We need change to avoid perpetual crises and maintain an equitable, universal NHS

I want to start with a traditional happy new year wish to you, but right now it looks like it is not going to be a good one for Scotland, especially for those of us working in health and social care where we continue to drift from one crisis to another as we seek to provide the care our patients seek.

As a country we have got ourselves into a bit of a rut with healthcare, and it is not clear to me how our politicians plan to get us out of it. The source of the problem goes back 20 years or more of poor strategic decisions. I don’t think it is fair to single out the present Cabinet Secretary for Health and Social Care for how we got here, but clearly he and the First Minister do currently hold the responsibility for finding a way out of this situation and right now I’m not convinced a clear plan exists. There are just so many other pressing problems and distractions preventing them from focussing on the long-term solutions required, it may just be in the ‘too difficult’ box, one they hope will come all right if they just sit tight and deal with today’s acute problems. I don’t think so. For sure, the pandemic and cost of living crisis have had a major impact, but these are things that we will over-come in the medium term. The fundamental healthcare problems are the underlying issues that need addressed, and our current health and social care strategy simply do not add up and will not find a way out. Without a policy change we will continue to drift from crisis to crisis. And while the pandemic did not help, it was not the cause of the situation, rather it merely brought the situation to a head and exposed the inherent weaknesses in the current policy direction.
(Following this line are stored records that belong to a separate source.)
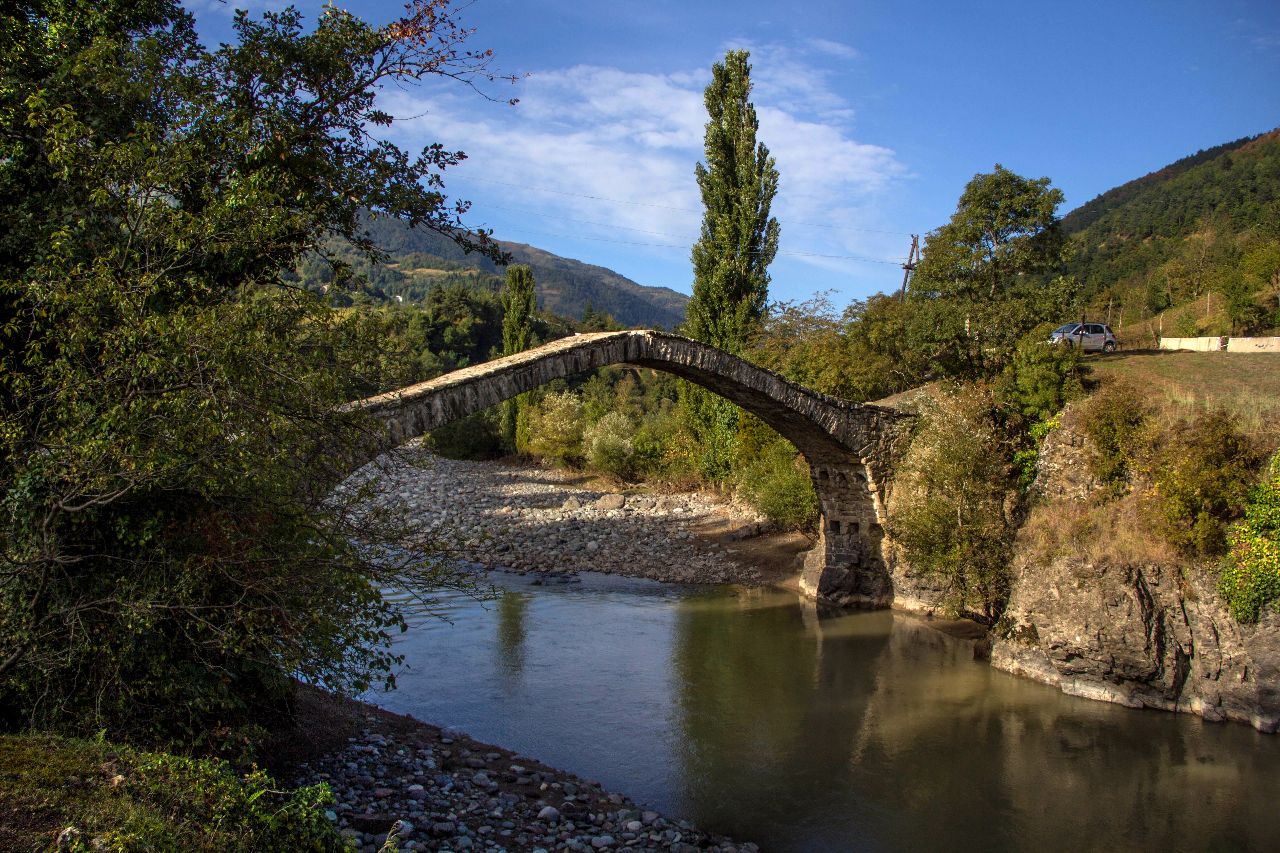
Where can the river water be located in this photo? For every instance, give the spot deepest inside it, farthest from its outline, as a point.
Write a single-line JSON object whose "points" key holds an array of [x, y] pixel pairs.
{"points": [[758, 716]]}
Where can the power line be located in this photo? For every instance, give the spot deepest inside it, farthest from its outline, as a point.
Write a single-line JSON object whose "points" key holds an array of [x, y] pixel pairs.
{"points": [[649, 204], [630, 242]]}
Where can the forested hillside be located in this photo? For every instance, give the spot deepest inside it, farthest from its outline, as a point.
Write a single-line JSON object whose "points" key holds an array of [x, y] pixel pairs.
{"points": [[1207, 226], [423, 260]]}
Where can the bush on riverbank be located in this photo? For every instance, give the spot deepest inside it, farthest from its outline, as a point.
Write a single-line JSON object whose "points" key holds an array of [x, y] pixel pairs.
{"points": [[955, 515], [117, 798]]}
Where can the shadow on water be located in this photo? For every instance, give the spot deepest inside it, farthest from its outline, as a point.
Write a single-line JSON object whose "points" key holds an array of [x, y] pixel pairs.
{"points": [[757, 715]]}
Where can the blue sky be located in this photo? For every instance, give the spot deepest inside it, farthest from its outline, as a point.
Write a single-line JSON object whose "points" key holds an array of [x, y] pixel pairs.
{"points": [[877, 114]]}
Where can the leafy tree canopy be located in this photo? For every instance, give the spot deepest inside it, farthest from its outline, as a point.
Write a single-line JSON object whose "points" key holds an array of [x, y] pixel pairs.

The BMA are calling for a national conversation with the public on the future of our health and social care system, something I fully support. Some might say it is an easy thing to call for, harder to deliver on. Undoubtably it is an uncomfortable conversation for politicians, particularly those in power to oversee with the inherent need for us all to face facts and be realistic about what we need and balance that with what we can afford, or perhaps more accurately what we are willing to pay for through general taxation. The reality is not everything will be affordable, so what do we prioritise? We are clear care needs to stay free at the point of need – but given how many people are now going private to avoid long waits, how do we protect that founding principle, while delivering what we need from our modern day the NHS?

Our population’s expectations have changed out of all recognition since the early NHS days, they have been led to believe that if a treatment is seen to be effective and is available somewhere in the world, it should be available here too. We have significantly underinvested in community care and fallen to the pressure to adopt new high-tech treatments for a few at the expense of getting the absolute basics of care right for the majority. What we need is to bring resources ‘upstream’, closer to where patients live. There is good evidence with more district nurses, health visitors and GPs we can prevent more activity ending up in hospital and with better support packages for paid carers we can address the delayed discharge problem that is holding up admission from A/E. What I believe most patients want more than anything are clinicians that have the time to care, to listen and explain, who show compassion and provide continuity. We are so often failing on many of these through no fault of the doctors themselves – who are simply faced with having to apologise for the many and various failings of the system as a whole.

The current policy direction results in ends that do not meet, patients get frustrated at their inability to get basic care and the system often resorts to squeezing the workforce for efficiencies, reducing time to care and other unintended consequences that can further exacerbate the crisis. The workforce is the largest single cost, but also the single most important resource. This pressure is adversely impacting on staff retention (and combined with some disastrous pension policies from the UK Treasury) and is compounding the service provision difficulties.  I’m not suggesting that workforce planning is easy with so many confounding variables, but we have not done well with a very short-term planning approach that has been particularly laid bare by Covid.

If we carry on without policy change then the health inequalities in Scotland will further widen as those with the means to do so will increasingly go private for parts of their care. For general practice without change I anticipate the rise of large doctor-light salaried practices in urban deprived areas, while more affluent areas continue with the traditional model further widening inequalities.

So, my message to the Scottish Government for 2023 is they must act now to review the strategic direction of our NHS. Whatever we do, it will take some years to turn this NHS ship around, but it must change if we wish to avoid perpetual crises and aspire to maintain an equitable universal NHS that meets the needs of the majority.